In this case, the cap 110 shown in FIG. 3 has a cross-section shape identical to that of the cap room 300 to close and seal an opening of a motor room 50.
In addition, the cap 110 has a cylindrical protrusion formed as shown in FIG. 1 such that one end of the separation wall 90 can be supported thereby.
As explained in detail, according to the present disclosure, cooling of a pump driver and a pump driver room of an electric water pump can be effectively achieved.
While this disclosure has been described in connection with what is presently considered to be practical exemplary embodiments, it is to be understood that the inventive concept is not limited to the disclosed embodiments, but on the contrary, is intended to cover various modifications and equivalent arrangements included within the spirit and scope of the appended claims.

Claims

What is claimed is:

1. An electric water pump comprising:

an electric motor having a stator which generates an electromagnetic field by control signals supplied from a pump driver, and a rotor which rotates by the electromagnetic field generated by the stator; and

an impeller connected to and rotating with the rotor to circulate a coolant,

wherein an inside space of the electric water pump includes:

a motor room in which the electric motor is disposed:

a volute room in which the impeller is disposed: and

a pump driver room in which the pump driver is disposed.

2. The electric water pump of claim 1, further comprising:

a bulkhead separating the motor room and the pump driver room such that the motor room and the pump driver room are sealed with each other by the bulkhead;

a separation wall separately forming a rotor room in the motor room to isolate the rotor from the motor room;

a cap mounted at a front surface of the bulkhead to support one end of the separation wall; and

a cap room formed in the bulkhead such that the cap room is closed and sealed with respect to the motor room by the cap.

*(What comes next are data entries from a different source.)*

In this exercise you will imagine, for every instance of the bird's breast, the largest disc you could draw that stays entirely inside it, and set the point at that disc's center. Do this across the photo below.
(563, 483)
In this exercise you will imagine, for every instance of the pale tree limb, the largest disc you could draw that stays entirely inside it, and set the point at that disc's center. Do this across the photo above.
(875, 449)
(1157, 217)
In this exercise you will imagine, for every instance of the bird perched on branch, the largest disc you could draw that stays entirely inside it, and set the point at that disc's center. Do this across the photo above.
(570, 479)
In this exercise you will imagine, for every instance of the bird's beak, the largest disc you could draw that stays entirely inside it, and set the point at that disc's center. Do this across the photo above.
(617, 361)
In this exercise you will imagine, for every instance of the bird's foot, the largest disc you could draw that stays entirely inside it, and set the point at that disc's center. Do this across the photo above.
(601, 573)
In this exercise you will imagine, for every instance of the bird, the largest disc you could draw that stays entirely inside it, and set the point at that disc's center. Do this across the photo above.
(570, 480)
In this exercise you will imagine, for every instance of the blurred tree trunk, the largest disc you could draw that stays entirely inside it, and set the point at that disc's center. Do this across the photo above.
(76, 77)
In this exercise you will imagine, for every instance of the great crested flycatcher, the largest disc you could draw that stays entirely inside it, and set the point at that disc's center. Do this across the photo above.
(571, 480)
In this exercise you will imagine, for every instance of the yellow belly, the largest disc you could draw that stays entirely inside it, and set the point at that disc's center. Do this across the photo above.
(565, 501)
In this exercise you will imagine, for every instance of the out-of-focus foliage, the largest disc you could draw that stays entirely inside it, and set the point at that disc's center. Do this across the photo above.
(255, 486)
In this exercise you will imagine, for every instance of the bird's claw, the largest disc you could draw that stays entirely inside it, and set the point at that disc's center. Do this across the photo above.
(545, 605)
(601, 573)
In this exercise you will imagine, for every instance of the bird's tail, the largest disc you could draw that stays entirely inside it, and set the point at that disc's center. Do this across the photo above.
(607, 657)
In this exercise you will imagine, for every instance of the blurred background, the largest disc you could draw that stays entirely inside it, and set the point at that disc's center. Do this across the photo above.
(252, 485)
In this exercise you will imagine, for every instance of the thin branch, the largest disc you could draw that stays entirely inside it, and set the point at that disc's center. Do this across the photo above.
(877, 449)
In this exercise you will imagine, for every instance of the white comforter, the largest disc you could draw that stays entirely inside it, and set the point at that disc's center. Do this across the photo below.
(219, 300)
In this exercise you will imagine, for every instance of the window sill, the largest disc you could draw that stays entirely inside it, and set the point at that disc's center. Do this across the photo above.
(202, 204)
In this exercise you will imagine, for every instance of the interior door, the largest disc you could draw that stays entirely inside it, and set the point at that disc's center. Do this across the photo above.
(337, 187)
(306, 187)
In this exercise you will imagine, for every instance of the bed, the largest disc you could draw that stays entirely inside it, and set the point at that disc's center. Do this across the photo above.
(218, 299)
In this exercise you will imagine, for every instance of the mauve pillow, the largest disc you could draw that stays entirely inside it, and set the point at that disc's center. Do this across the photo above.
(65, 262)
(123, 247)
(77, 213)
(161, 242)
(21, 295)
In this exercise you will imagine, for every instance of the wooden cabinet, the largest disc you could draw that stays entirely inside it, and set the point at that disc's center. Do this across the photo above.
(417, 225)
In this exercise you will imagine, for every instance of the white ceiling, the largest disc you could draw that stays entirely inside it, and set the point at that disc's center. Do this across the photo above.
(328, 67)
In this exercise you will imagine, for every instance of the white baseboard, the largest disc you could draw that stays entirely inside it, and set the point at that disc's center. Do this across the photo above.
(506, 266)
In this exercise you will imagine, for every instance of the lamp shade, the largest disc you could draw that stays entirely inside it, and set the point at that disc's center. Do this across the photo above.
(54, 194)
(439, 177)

3. The electric water pump of claim 2, further comprising:

a first cooling passage formed in one side of a water pump housing or a motor room cover for sealing the motor room from outside;

a second cooling passage of which one end is connected to the first cooling passage, the second cooling passage penetrating the bulkhead and the cap room; and

a third cooling passage connected to another end of the second cooling passage and formed in another side of the water pump housing or the motor room cover,

wherein a portion of the coolant passing through the volute room flows through the first cooling passage, one part of the second cooling passage, the cap room, another part of the second cooling passage, and the third cooling passage.

4. The electric water pump of claim 3, further comprising an insulation pad insulating the pump driver from the bulkhead.

5. The electric water pump of claim 3, wherein

a front side of the rotor room fluidly communicates with the volute room such that coolant flows into the rotor room.

6. The electric water pump of claim 2, wherein

the cap room is formed in a thickness direction of the bulkhead before mounting the cap, and a cross-section of the cap room perpendicular to a thickness direction of the cap room is identical to that of the cap.

7. The electric water pump of claim 3, wherein

the first cooling passage and the third cooling passage are formed in a length direction of the electric water pump.

8. The electric water pump of claim 7, wherein

the second cooling passage passes through a middle of the bulkhead or the cap room.

9. The electric water pump of claim 3, wherein

at least one coolant flow passage is integrally formed by the first cooling passage, the second cooling passage, and the third cooling passage.

10. The electric water pump of claim 1, wherein the volute room has an inlet and outlet through which the coolant flows by rotation of the impeller and flows out.